What makes the film eminently watchable is its three main actors: without them, it would have risked being on shaky ground.  As Sal, Cranston gets the showy part, with plenty of swagger, an eye for the ladies and a love of the booze.  He’s also anti anything that might smack in the slightest of authority but, like his buddies, he also learns a valuable lesson or two along the way.  Fishburne has the hardest role, as the reformed Mueller, now married and a preacher.  Initially self-righteous and full of quotes from the good book, he turns out to be more practical and compassionate.  But it’s Carell who really shines, with his almost rabbit-like teeth and sense of melancholy, so strong that you just want to give him the biggest and most comforting of hugs.

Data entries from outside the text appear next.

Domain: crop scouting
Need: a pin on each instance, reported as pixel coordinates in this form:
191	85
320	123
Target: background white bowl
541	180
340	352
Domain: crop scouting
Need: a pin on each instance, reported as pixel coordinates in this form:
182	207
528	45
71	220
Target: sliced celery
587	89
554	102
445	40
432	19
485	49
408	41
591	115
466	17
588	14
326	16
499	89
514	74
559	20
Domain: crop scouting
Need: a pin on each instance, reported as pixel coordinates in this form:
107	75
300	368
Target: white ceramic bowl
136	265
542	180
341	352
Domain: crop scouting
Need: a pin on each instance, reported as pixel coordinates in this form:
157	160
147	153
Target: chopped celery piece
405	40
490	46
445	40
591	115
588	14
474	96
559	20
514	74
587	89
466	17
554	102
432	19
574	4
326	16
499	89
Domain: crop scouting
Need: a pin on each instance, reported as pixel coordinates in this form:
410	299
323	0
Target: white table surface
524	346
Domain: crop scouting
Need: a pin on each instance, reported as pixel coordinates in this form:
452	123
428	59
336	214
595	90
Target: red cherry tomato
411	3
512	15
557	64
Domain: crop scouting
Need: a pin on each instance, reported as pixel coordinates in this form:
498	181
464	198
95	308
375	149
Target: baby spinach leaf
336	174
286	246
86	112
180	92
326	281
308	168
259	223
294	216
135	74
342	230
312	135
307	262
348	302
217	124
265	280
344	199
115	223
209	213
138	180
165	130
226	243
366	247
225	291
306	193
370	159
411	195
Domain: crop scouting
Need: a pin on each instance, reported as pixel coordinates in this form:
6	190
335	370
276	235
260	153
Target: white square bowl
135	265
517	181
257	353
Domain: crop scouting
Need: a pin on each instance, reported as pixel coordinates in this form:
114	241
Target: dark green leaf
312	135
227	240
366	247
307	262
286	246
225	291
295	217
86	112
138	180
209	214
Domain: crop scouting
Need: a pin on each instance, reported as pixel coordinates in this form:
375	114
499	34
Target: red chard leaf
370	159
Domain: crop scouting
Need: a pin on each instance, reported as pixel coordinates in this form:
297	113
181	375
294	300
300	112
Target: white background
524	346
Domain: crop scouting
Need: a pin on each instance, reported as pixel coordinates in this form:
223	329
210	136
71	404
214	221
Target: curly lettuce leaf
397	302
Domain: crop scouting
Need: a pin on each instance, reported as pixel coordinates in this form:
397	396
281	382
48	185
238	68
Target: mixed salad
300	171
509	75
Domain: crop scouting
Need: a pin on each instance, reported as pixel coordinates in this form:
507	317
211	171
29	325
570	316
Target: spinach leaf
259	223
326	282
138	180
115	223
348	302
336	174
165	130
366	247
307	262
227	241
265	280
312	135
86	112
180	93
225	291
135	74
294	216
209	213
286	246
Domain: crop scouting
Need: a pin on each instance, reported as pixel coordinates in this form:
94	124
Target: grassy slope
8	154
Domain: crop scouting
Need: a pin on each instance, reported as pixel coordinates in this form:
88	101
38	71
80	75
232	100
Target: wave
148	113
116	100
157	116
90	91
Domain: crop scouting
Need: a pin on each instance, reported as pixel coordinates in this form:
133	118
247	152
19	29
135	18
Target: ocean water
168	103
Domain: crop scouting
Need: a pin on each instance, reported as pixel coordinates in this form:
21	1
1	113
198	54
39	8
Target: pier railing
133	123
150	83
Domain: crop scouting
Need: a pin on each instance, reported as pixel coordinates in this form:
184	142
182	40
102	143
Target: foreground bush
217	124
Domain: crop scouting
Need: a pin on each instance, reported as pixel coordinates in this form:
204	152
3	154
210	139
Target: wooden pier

Set during the aftermath of the Iraq War, it’s recent enough to feel familiar yet distant enough for scenes such as when the three friends buy their first ever mobile phones to be mischievously amusing.  And, for the most of the time, Linklater avoids predictably sentimental pitfalls, although you may feel let down by the ending.

While it doesn’t dig too deeply into its themes, Last Flag Flying is a film with warmth, heart and humanity.  And Steve Carell.

 

Last Flag Flying was screened at the London Film Festival.  As yet, there is no confirmed release date for the UK.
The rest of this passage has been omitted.